Der Beklagte verteidigt das angefochtene Urteil und bittet um Zurückweisung der Berufung. Gerade Mandanten eines Rechtsanwaltes und ganz besonders solche in Strafsachen hätten ein besonderes und berechtigtes Interesse daran, beim Besuch ihres Anwalts nicht einer Videoaufzeichnung oder scheinbaren Videoaufzeichnung ausgesetzt zu sein. Rein vorsorglich verweist er auf die Berechtigung seiner anderen Kündigungen und nimmt hierzu Bezug auf seinen erstinstanzlichen Sachvortrag. Wegen der weiteren Einzelheiten wird auf den Schriftsatz vom 12.12.2005 (GA 193 ff.) Bezug genommen.

II.

Die zulässige Berufung hat in der Sache überwiegend Erfolg. Dem Kläger steht gegen den Beklagten ein rückständiger Mietanspruch für die Monate Februar 2003 bis September 2004 in Höhe von € 32.436,58 zu.
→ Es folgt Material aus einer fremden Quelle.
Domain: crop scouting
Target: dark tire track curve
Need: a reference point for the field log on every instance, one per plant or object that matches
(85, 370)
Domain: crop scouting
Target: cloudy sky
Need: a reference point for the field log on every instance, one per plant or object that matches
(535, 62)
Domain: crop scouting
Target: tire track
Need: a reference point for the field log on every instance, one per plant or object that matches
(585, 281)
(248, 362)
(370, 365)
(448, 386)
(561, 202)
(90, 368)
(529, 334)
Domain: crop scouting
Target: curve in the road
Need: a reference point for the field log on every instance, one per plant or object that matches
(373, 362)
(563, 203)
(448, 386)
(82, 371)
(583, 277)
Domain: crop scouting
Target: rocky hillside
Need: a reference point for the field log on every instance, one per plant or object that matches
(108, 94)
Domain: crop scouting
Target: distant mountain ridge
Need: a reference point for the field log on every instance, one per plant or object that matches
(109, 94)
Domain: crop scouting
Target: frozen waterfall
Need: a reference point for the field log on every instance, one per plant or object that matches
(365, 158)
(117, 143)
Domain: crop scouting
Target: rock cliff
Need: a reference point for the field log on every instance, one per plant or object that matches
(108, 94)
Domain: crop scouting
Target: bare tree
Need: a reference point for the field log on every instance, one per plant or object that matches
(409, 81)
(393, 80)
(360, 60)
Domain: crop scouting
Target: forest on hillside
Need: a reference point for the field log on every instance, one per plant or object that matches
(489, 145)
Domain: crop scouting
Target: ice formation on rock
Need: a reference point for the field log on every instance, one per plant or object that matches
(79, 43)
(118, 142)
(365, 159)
Das Mietverhältnis der Parteien ist entgegen der Auffassung des Landgerichts weder durch die Kündigung des Beklagten vom 6.1.2003 noch durch die weiteren Kündigungen vom 26.11.2002, 6.12.2002, 13.12.2002 und vom 2.1.2003 beendet worden, so dass der Beklagte gemäß § 535 BGB weiterhin zur Mietzahlung verpflichtet ist. In Höhe weiterer € 8.570,31 hat die Berufung allerdings keinen Erfolg. Monatliche Nebenkostenvorauszahlungen für die Zeit bis einschließlich 30.6.2004 kann der Kläger wegen Eintritts der Abrechnungsreife zum 30.6.2004 (Abrechnungsjahr 7/02 bis 6/03) bzw. 30.6.2005 (Abrechnungsjahr 7/03 bis 6/04) nicht mehr verlangen (BGH, Urt. v. 4.10.2000, NZM 2001, 234; Urt. v. 29.1.2003, XII ZR 157/01), so dass die geltend gemachte Miete um die anteiligen Nebenkostenvorauszahlungen einschließlich 16% Mehrwertsteuer zu kürzen ist. Dies beruht im Einzelnen auf folgenden Erwägungen:

1.

Das Mietverhältnis der Parteien ist nicht durch die außerordentliche fristlose Kündigung des Beklagten aus wichtigem Grund vom 6.1.2003 wegen der Installation einer Videokameraattrappe beendet worden. Der Senat teilt nicht die Auffassung der Kammer, dass die Installation der Videokameraattrappe einen wichtigen Grund i.S. des § 543 BGB darstellt. Nach § 543 Abs. 1 Satz 2 BGB liegt ein wichtiger Grund vor, wenn dem Kündigenden unter Berücksichtigung aller Umstände des Einzelfalls, insbesondere eines Verschuldens der Vertragsparteien, und unter Abwägung der beiderseitigen Interessen die Fortsetzung des Mietverhältnisses bis zum Ablauf der Kündigungsfrist oder bis zur sonstigen Beendigung des Mietverhältnisses nicht zugemutet werden kann. Hiervon ist auszugehen, wenn die Durchführung des Vertrages infolge des Verhaltens des anderen Vertragsteils wegen der Zerstörung der das Schuldverhältnis tragenden Vertrauensgrundlage derart gefährdet ist, dass sie dem Kündigenden auch bei Anlegung eines strengen Maßstabes nicht mehr zuzumuten ist (BGH, WM 1978, 271, 273; ZMR 1996, 309).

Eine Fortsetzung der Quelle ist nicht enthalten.